Envisageons notre monde différemment

La crise du Covid-19 nous a incités à voir les choses d’une autre manière. Cependant ce virus nous aidera-t-il à mieux trier nos déchets ou à renoncer aux avions pour partir en vacances ? Les enjeux sont ailleurs, explique Dorothée Marchand, chercheur en psychologie environnementale au Centre scientifique et technique du bâtiment.

 

Raphaël Turcat

Quelques semaines plus tard, comment analysez-vous les conséquences psychologiques de la crise du Covid-19 ?

En premier lieu, il a inscrit nombre de personnes dans un état de sidération. La peur s’est installée pour de multiples raisons : l’évocation d’un état de guerre par le chef de l’État, la crainte d’attraper le virus et de contaminer les autres, la peur des conséquences économiques, etc. À ces angoisses se sont ajoutées de fortes contraintes vécues de façon plus ou moins stressante : la scolarisation à la maison, la réduction, voire l’absence, des contacts sociaux, l’obligation ou la nécessité de continuer à se rendre sur son lieu de travail, les transports en commun…

Pour d’autres, le confinement a été l’occasion de se réapproprier leur ville, soudain devenue très calme. Ces deux mois peuvent-ils donner des indices sur la vie future ?

Oui, pour une catégorie de personnes, le confinement a permis une mise à distance d’un ensemble de facteurs de stress. Ainsi des citadins ont-ils pu apprécier le calme et les ambiances sonores naturelles, observer les arbres et des animaux dans les rues, respirer les odeurs printanières, jardiner, etc. Ces expériences ont conduit certains à remettre en cause leur mode de vie et même leur lieu de vie. Cela s’accompagne de la volonté d’une « vie d’après » qui prenne davantage en compte la protection de l’environnement, les changements de comportements, la qualité de vie.

La ville du futur peut-elle être plus poétique ?

Elle doit l’être en tout cas, et pensée pour favoriser la qualité de vie. Avec ma consœur urbaniste Émeline Bailly, nous avons publié en 2019 un ouvrage dans lequel nous défendons, avec des chercheurs, ingénieurs et artistes, cette vision de la qualité de la vie en ville (1). Cette année, nous avons publié un autre ouvrage, avec Émeline Bailly et Alain Maugard, sur la biodiversité urbaine dans lequel nous défendons une ville qui doit renouer avec le vivant (2). Les villes sont congestionnées, leur environnement ne cesse de se dégrader et d’être perçu comme tel. L’enjeu est lié au bien-être et au désir de vivre en ville, mais, au-delà, il s’agit aussi d’adapter les villes aux changements climatiques.

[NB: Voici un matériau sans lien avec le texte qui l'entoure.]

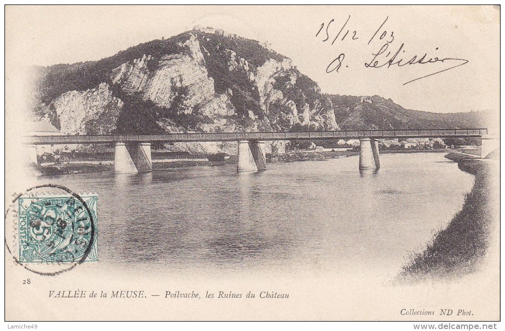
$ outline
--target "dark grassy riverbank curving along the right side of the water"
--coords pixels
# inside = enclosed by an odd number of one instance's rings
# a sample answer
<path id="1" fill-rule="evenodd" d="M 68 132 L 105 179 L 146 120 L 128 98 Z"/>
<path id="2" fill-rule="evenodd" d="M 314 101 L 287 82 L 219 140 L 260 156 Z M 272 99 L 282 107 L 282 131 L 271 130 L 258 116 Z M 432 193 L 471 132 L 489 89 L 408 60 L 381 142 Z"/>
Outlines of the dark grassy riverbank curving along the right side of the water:
<path id="1" fill-rule="evenodd" d="M 414 253 L 396 282 L 458 277 L 479 270 L 499 227 L 497 160 L 451 152 L 445 156 L 475 175 L 472 190 L 447 226 L 434 234 L 421 253 Z M 496 157 L 496 155 L 494 155 Z M 498 212 L 497 212 L 498 211 Z M 499 230 L 498 230 L 499 231 Z"/>

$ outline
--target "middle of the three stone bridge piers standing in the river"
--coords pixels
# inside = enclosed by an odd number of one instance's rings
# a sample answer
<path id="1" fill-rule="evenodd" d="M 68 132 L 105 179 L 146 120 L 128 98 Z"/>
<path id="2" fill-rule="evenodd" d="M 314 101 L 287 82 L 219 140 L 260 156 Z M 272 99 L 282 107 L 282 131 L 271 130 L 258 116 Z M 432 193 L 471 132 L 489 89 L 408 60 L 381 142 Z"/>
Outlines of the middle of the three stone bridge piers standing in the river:
<path id="1" fill-rule="evenodd" d="M 240 140 L 237 145 L 237 172 L 252 172 L 267 169 L 264 141 Z"/>

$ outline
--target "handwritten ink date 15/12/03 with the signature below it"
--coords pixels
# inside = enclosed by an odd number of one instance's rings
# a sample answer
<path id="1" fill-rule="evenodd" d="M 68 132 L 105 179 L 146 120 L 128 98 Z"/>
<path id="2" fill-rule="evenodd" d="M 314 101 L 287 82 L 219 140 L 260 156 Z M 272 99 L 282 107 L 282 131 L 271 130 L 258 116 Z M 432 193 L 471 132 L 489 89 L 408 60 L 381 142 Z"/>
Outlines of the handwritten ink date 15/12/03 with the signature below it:
<path id="1" fill-rule="evenodd" d="M 405 67 L 408 65 L 427 65 L 430 63 L 437 63 L 437 62 L 442 62 L 442 63 L 448 63 L 449 66 L 445 69 L 439 70 L 437 72 L 433 72 L 412 80 L 409 80 L 406 83 L 403 83 L 403 85 L 406 85 L 408 83 L 412 83 L 413 81 L 420 80 L 429 76 L 433 76 L 436 74 L 439 74 L 441 72 L 454 69 L 456 67 L 462 66 L 464 64 L 468 63 L 468 60 L 465 59 L 458 59 L 458 58 L 443 58 L 440 59 L 438 57 L 429 57 L 427 53 L 424 53 L 424 55 L 419 56 L 419 55 L 414 55 L 410 58 L 403 59 L 404 53 L 405 53 L 405 43 L 401 43 L 398 48 L 394 49 L 392 45 L 392 42 L 395 38 L 394 31 L 388 31 L 384 29 L 384 25 L 386 24 L 387 20 L 389 17 L 386 17 L 384 22 L 379 26 L 379 28 L 375 31 L 375 33 L 372 35 L 372 37 L 368 40 L 368 45 L 372 42 L 374 39 L 379 39 L 384 42 L 382 44 L 381 48 L 377 52 L 372 52 L 372 60 L 365 62 L 365 67 L 366 68 L 391 68 L 392 66 L 397 66 L 397 67 Z M 338 44 L 339 42 L 342 42 L 344 40 L 349 40 L 349 41 L 354 41 L 354 40 L 359 40 L 360 35 L 357 30 L 351 31 L 350 29 L 346 28 L 347 24 L 349 23 L 350 20 L 350 15 L 347 17 L 347 20 L 345 23 L 342 25 L 337 25 L 335 23 L 335 20 L 332 19 L 328 23 L 321 23 L 321 26 L 316 33 L 317 38 L 323 38 L 323 42 L 330 42 L 331 45 L 333 44 Z M 336 33 L 336 34 L 335 34 Z M 333 37 L 335 36 L 335 37 Z M 438 51 L 438 47 L 435 49 L 435 51 Z M 345 59 L 345 54 L 341 53 L 336 57 L 333 61 L 330 62 L 328 67 L 326 67 L 326 72 L 327 73 L 332 73 L 332 72 L 338 72 L 342 65 L 344 65 L 344 59 Z M 345 65 L 345 67 L 348 67 Z"/>

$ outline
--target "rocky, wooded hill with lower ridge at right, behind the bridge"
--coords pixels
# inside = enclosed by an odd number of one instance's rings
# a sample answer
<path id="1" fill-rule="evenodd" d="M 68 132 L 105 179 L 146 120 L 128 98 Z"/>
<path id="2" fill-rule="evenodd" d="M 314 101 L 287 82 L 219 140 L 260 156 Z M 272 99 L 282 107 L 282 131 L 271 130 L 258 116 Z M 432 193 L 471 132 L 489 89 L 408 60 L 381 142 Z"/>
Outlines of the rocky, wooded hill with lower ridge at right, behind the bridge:
<path id="1" fill-rule="evenodd" d="M 35 119 L 65 134 L 477 127 L 481 113 L 406 110 L 380 97 L 322 94 L 256 40 L 195 27 L 99 61 L 33 68 Z M 272 149 L 282 149 L 275 142 Z M 179 144 L 218 152 L 229 143 Z M 185 146 L 185 147 L 184 147 Z M 175 147 L 174 147 L 175 148 Z"/>

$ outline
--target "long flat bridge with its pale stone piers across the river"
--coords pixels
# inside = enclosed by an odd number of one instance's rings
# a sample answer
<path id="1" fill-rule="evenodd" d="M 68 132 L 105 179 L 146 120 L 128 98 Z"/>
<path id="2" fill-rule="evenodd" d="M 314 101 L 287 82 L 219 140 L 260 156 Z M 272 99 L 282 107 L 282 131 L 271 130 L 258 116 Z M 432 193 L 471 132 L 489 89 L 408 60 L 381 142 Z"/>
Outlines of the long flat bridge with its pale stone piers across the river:
<path id="1" fill-rule="evenodd" d="M 360 169 L 380 167 L 378 139 L 383 138 L 482 138 L 482 155 L 486 157 L 496 146 L 495 136 L 487 128 L 469 129 L 390 129 L 390 130 L 340 130 L 340 131 L 285 131 L 285 132 L 210 132 L 166 134 L 104 134 L 104 135 L 43 135 L 26 136 L 24 143 L 35 153 L 36 145 L 116 144 L 115 173 L 136 173 L 152 170 L 150 145 L 156 141 L 187 143 L 204 141 L 237 141 L 238 172 L 258 171 L 267 168 L 265 141 L 272 140 L 323 140 L 360 139 Z"/>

Donnez-nous un exemple concret…

Prenons la Camargue, un territoire considéré comme un patrimoine naturel sous la menace de la montée des eaux. L’une des réponses consiste à ajouter des digues pour freiner le phénomène. Mais certains spécialistes estiment que, face à un combat perdu d’avance, l’engloutissement de certaines portions du territoire ferait partie de l’évolution naturelle du site. Le responsable Énergie Climat et Architecture à la Fédération des parcs naturels régionaux de France défend cette thèse, estimant que les Camarguais en tireraient même certains bénéfices. Cela encouragerait une diversification du milieu, créerait de nouveaux habitats pour la faune et la flore, offrirait de nouvelles perspectives en matière de pêche.

La psychologie environnementale prend-elle tout son sens avec la crise que nous venons de vivre ?

La psychologie environnementale avait déjà tout son sens avant. Mais le confinement nous a rappelé que nous faisons partie du monde et qu’il faut changer de paradigme dans notre façon d’y vivre. Pour amorcer ce changement, les psychologues environnementaux étudient comment se structurent nos représentations de la nature et des imaginaires qui lui sont liés. Les psychologues environnementaux s’y emploient. On connaît mieux les représentations liées à des éléments naturels spécifiques – l’eau, la mer, la terre, les montagnes, l’air, les arbres, le ciel, les ours polaires, etc. – que celles liées à une appréhension globale de la nature. Celle-ci doit être envisagée comme un tout – « one nature ». Il importe de dépasser nos catégories de pensée qui opposent le naturel au construit, la ville à la campagne, l’urbain au rural, pour imaginer de nouveaux équilibres propices à la biodiversité. La survie de l’humanité en dépend.

1. Penser la qualité : la ville résiliente et sensible, sous la direction d’Émeline Bailly et Dorothée Marchand, Éditions Mardaga, 2019.

2. Biodiversité urbaine, pour une ville vivante, d’Émeline Bailly, Dorothée Marchand et Alain Maugard, Éditions PC, 2020.